Indicate by check mark whether the registrant is a large accelerated filer, an accelerated filer, a non-accelerated filer, a smaller reporting company, or an emerging growth company. See the definitions of “large accelerated filer,” “accelerated filer,” “smaller reporting company,” and “emerging growth company” in Rule 12b-2 of the Exchange Act.


Large accelerated filer      Accelerated filer  
Non-accelerated filer   ☐  (Do not check if a smaller reporting company)    Smaller reporting company  
Emerging growth company       

If an emerging growth company, indicate by check mark if the Registrant has elected not to use the extended transition period for complying with any new or revised financial accounting standards provided pursuant to Section 7(a)(2)(B) of the Securities Act.  ☒

 

 

 


Explanatory Note

DEREGISTRATION OF SECURITIES

These post-effective amendments relate to the following Registration Statements of Dimension Therapeutics, Inc. (the “Company”) on Form S-8 (collectively, the “Registration Statements”):

 

    Registration Statement on Form S-8 (File No. 333-207835), registering 4,700,795 shares of Common Stock, filed with the Securities and Exchange Commission on November 5, 2015;

 

    Registration Statement on Form S-8 (File No. 333-211502), registering 1,000,329 shares of Common Stock, filed with the Securities and Exchange Commission on May 20, 2016; and

 

    Registration Statement on Form S-8 (File No. 333-216608), registering 1,252,175 shares of Common Stock, filed with the Securities and Exchange Commission on March 10, 2017.

On November 7, 2017, pursuant to the Agreement and Plan of Merger, dated October 2, 2017 (the “Merger Agreement”) by and between the Company, Ultragenyx Pharmaceutical Inc., a Delaware corporation (“Parent”), and Mystic River Merger Sub Inc., a Delaware corporation and wholly-owned subsidiary of Parent (“Purchaser”), Purchaser merged with and into the Company, with the Company surviving as a wholly-owned subsidiary of the Parent (the “Merger”).

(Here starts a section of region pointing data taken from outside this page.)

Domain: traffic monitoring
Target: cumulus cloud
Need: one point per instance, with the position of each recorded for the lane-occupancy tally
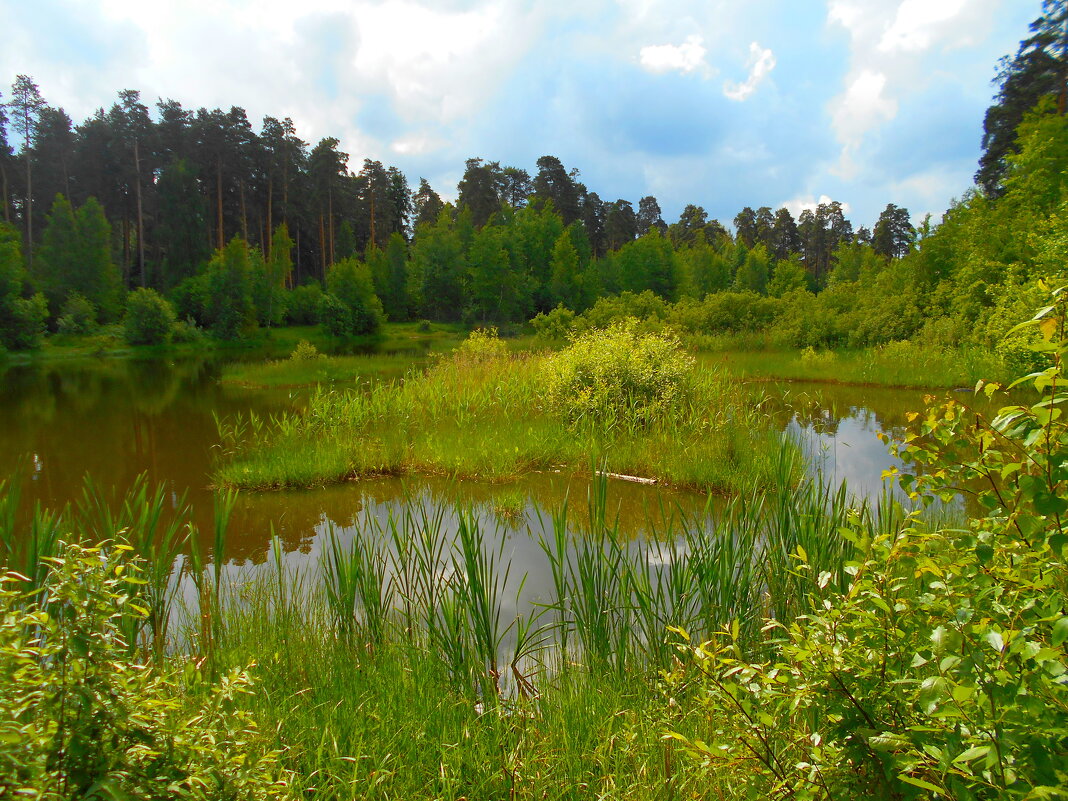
(863, 107)
(917, 24)
(809, 203)
(686, 58)
(762, 61)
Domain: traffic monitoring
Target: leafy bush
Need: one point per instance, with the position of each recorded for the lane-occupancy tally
(150, 318)
(941, 670)
(302, 305)
(334, 316)
(78, 316)
(482, 345)
(228, 297)
(617, 372)
(304, 351)
(555, 326)
(349, 282)
(28, 323)
(79, 718)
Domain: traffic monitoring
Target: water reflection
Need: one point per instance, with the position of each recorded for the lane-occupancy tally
(115, 419)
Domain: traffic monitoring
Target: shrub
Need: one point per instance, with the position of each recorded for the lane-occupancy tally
(79, 718)
(334, 316)
(28, 323)
(304, 351)
(349, 282)
(302, 307)
(482, 345)
(939, 669)
(78, 316)
(150, 318)
(616, 371)
(555, 326)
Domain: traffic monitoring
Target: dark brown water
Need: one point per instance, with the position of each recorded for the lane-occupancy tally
(115, 419)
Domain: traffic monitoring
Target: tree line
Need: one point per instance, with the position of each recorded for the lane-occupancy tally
(198, 206)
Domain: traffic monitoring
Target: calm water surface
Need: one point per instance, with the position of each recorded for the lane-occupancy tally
(115, 419)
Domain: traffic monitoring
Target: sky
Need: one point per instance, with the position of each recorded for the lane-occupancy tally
(719, 103)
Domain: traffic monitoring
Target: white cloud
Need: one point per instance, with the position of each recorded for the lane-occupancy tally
(810, 202)
(919, 24)
(762, 61)
(686, 58)
(862, 108)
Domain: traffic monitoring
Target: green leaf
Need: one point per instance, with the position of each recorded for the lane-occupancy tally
(921, 783)
(973, 753)
(1059, 631)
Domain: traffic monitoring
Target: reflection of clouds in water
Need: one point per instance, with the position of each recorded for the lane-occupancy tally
(852, 453)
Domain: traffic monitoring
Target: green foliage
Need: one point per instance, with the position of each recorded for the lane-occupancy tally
(352, 307)
(13, 313)
(616, 371)
(554, 326)
(483, 344)
(229, 308)
(78, 316)
(304, 351)
(302, 305)
(939, 670)
(150, 318)
(29, 316)
(79, 718)
(75, 256)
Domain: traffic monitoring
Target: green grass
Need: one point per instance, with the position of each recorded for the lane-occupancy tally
(896, 364)
(488, 420)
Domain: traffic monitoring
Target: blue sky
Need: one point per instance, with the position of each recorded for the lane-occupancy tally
(719, 103)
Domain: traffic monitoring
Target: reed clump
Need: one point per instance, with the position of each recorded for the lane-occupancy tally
(643, 409)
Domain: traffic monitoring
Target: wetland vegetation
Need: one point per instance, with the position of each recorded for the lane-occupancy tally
(457, 590)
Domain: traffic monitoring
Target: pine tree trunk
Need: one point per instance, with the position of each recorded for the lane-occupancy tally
(323, 249)
(245, 217)
(29, 210)
(270, 202)
(330, 202)
(218, 200)
(140, 215)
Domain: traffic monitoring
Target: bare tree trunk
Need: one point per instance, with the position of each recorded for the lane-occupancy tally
(245, 217)
(218, 200)
(270, 202)
(29, 210)
(330, 202)
(6, 207)
(140, 214)
(323, 248)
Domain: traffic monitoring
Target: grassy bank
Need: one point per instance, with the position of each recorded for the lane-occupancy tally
(898, 364)
(489, 417)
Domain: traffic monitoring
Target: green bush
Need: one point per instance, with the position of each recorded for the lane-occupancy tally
(334, 316)
(938, 668)
(482, 345)
(615, 372)
(150, 318)
(304, 351)
(349, 282)
(78, 316)
(28, 315)
(81, 719)
(302, 304)
(555, 326)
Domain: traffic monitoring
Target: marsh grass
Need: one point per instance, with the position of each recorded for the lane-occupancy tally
(402, 668)
(489, 419)
(904, 364)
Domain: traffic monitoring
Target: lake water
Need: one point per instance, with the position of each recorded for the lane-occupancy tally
(114, 419)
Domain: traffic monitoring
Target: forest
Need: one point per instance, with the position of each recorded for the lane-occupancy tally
(190, 222)
(315, 486)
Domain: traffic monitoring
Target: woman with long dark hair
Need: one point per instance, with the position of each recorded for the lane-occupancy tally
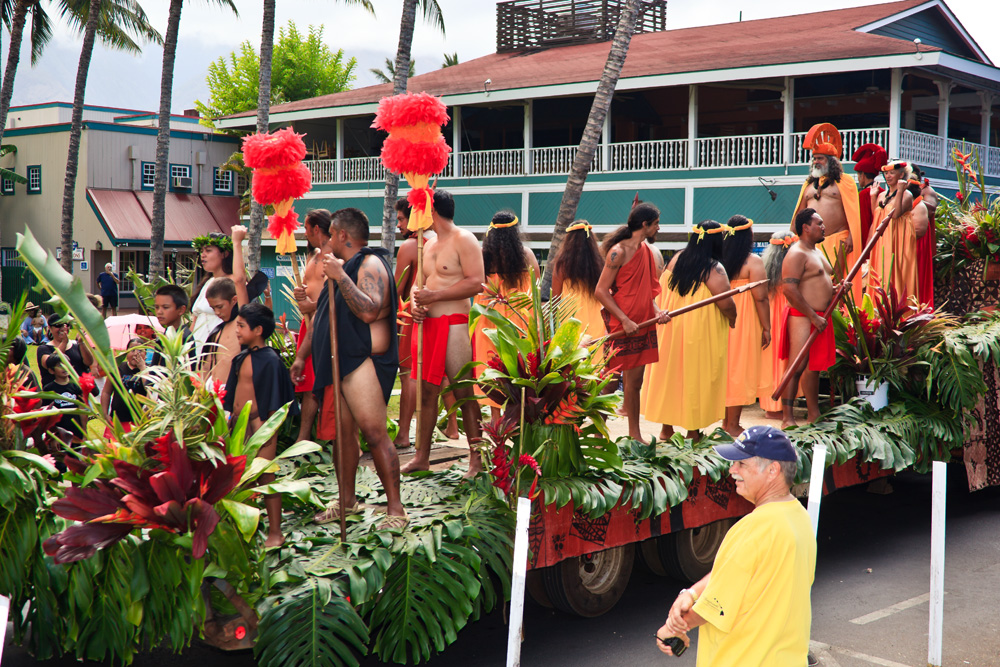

As a result of the Merger, the Company has terminated any and all offerings of its securities pursuant to the Registration Statements. Accordingly, the Company hereby terminates the effectiveness of each Registration Statement and removes from registration any and all securities of the Company registered but unsold under the Registration Statements as of the date of the filing of this document with the U.S. Securities and Exchange Commission.


SIGNATURES

Pursuant to the requirements of the Securities Act of 1933, as amended, the Registrant certifies that it has reasonable grounds to believe that it meets all of the requirements for filing on Form S-8 and has duly caused these post-effective amendments to be signed on its behalf by the undersigned, thereunto duly authorized, in the City of Novato, State of California, on November 7, 2017.

 

DIMENSION THERAPEUTICS, INC.
By:  

/s/ Karah Parschauer

  Karah Parschauer
  Vice President and Secretary

No other person is required to sign this Post-Effective Amendment in reliance upon Rule 478 under the Securities Act of 1933, as amended.